Mr. Ungar suggested the neighborhood work together to find solutions to the strongly expressed concern that the middle class, professional, and retired backbone of Hyde Park may be forced out. Mr. Rumsey announced that a new coalition dedicated to solutions to these and other affordability concerns would hold its inaugural open meeting December 5, 7 pm at the Neighborhood Club.
There was only brief discussion
of Mr. Ungar’s new projects, such as possible increase in density or poorly
directed traffic and drives at Windermere West (56th/Cornell). Building for
rental would require sky-high rents and either wouldn’t lease or push
all rents up. Retail would be inappropriate at that location, he said. Parking
at 1.7 spaces per unit is higher than for most developments and may allow spaces
for neighbors. The city approves the roadway and entry configurations. The proposal
goes before the planning department in November. A public meeting will be held.

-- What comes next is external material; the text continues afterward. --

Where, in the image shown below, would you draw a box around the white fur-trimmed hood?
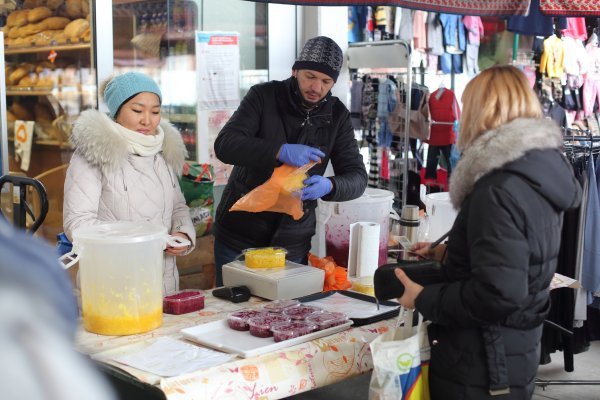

Phase I of Village Center (Lake Park and East Hyde Park), at the present main building and lot, is in planning and will be brought to the community “soon.”
Asked how the neighborhood and its resources could be helped to thrive and hence make his holdings successful, he suggested improved retail offerings.
In closing remarks, Shaughnessy said she is still concerned about consequences if market experience doesn’t bear our Ungar’s hopes. Ungar insisted he is conservatively financed and has paid and will be able to pay the bills and is committed to communication and dialogue with the community and tenants. His goal is be here in 20 years with the same buildings attracting full leasing and growing in value.
HPKCC seeks to continue dialogue on MAC progress and on strategies for economic diversity, possibly through a reconvening of the forum in a few months.
School Committee, KOCO Meet with Senator Raoul
by Julie Woestehoff
The HPKCC Schools Committee and the Kenwood-Oakland Community Organization (KOCO) Mid-South Education Association co-sponsored a meeting with Senator Kwame Raoul on Monday, August 20th, 2007 at Kennicott Park.
Attending from the Schools Committee were Anthony Vinson, Annika Frazier-Muhammed, Gary Ossewaarde, Larry Turpin and Julie Woestehoff. There were also several students, parents and community residents representing KOCO in attendance.
Jitu Brown opened the meeting at 6:20 with introductions and a welcome to Sen.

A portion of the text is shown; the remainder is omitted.